A New Approach to Launch Acquisition

The Evolved Expendable Launch Vehicle (EELV) program sought to reduce the cost of military space missions by purchasing commercial launch services rather than launch-vehicle hardware, infrastructure, and operations support. The idea was to eventually eliminate the wide variety of expendable launch vehicles—Titan IV, Delta II, Atlas II, etc.—and have all defense payloads fly on one family of EELV rockets. That meant that the launchpads and payload interfaces would all need to be standardized, and the rockets would have to employ a modular design to accommodate different payloads. Standardization would also allow the contractor to use the same systems for commercial launches, and thereby achieve economies of scale that are not typical of military launch programs.

The Department of Defense awarded $30 million contracts to four companies in August 1995 and then $60 million follow-on contracts to two companies in December 1996 with the goal of ultimately selecting just one. This strategy was based on the assumption that the commercial market could not support two launch systems; however, by 1997, the situation had apparently changed. The worldwide demand for commercial launches into geosynchronous transfer orbit was expected to reach 30–40 per year.

Given this robust commercial market, the government decided to revise its acquisition strategy and allow two contractors to proceed to the engineering, manufacturing, and development phase and receive Initial Launch Service contracts. The Defense Department competitively awarded a $500 million agreement in October 1998 to develop the Delta IV system and signed a $1.36 billion contract for 19 launches. The Atlas V system also received $500 million for development and a $650 million contract for nine launches.
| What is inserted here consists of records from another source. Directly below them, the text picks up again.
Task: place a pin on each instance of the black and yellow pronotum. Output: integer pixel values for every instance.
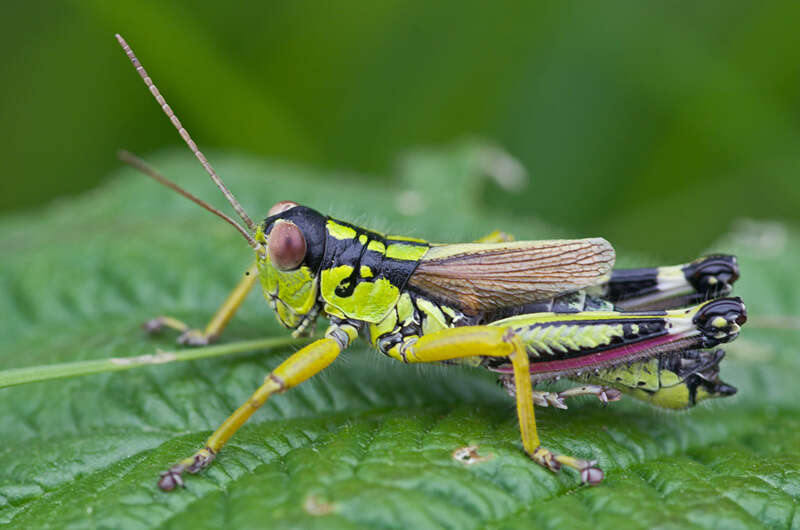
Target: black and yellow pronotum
(533, 311)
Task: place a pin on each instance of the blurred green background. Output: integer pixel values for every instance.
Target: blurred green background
(652, 124)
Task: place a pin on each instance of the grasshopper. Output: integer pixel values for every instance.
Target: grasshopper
(532, 311)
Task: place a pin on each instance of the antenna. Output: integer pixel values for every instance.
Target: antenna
(137, 163)
(185, 135)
This cost-sharing arrangement provided only partial funding for the development of the two launch systems. The balance would come from the contractors themselves. In exchange, the contractors would retain ownership and control of all system designs and launch operations and could thus shape their development plans to support long-term corporate goals.

Along with this new acquisition strategy, the military had to rethink its traditional business approach and position itself more like a commercial customer. Consequently, EELV program managers adopted a new stance with regard to mission assurance, risk management, and overall program control. They replaced traditional government oversight with so-called insight, a project management style that allows in-line involvement but no actual direction.

No sooner had the Air Force changed its acquisition strategy than the environment changed again. First, the Delta III and Titan IV systems experienced significant failures in 1998 and 1999. As a result, the government formed a team, which included Aerospace, to investigate and evaluate potential systemic causes of failures across all launch systems. During the same period, the projected boom in the commercial market began to fizzle, drastically reducing the number of commercial missions that would occur before the first government missions, thereby diluting the risk reduction benefits that the government had anticipated.

As a result, additional mission-assurance steps were taken. For example, the Department of Defense allocated funds for a demonstration flight of the heavy-lift version of the Delta IV, scheduled for summer 2004. Such a demonstration was not originally necessary because the Delta IV was supposed to establish a track record with commercial launches before carrying any defense payload. The Department of Defense also revised its insight role to include more mission assurance. This was a significant step for Aerospace, which once again become a key contributor, providing launch verification and risk assessment for each mission.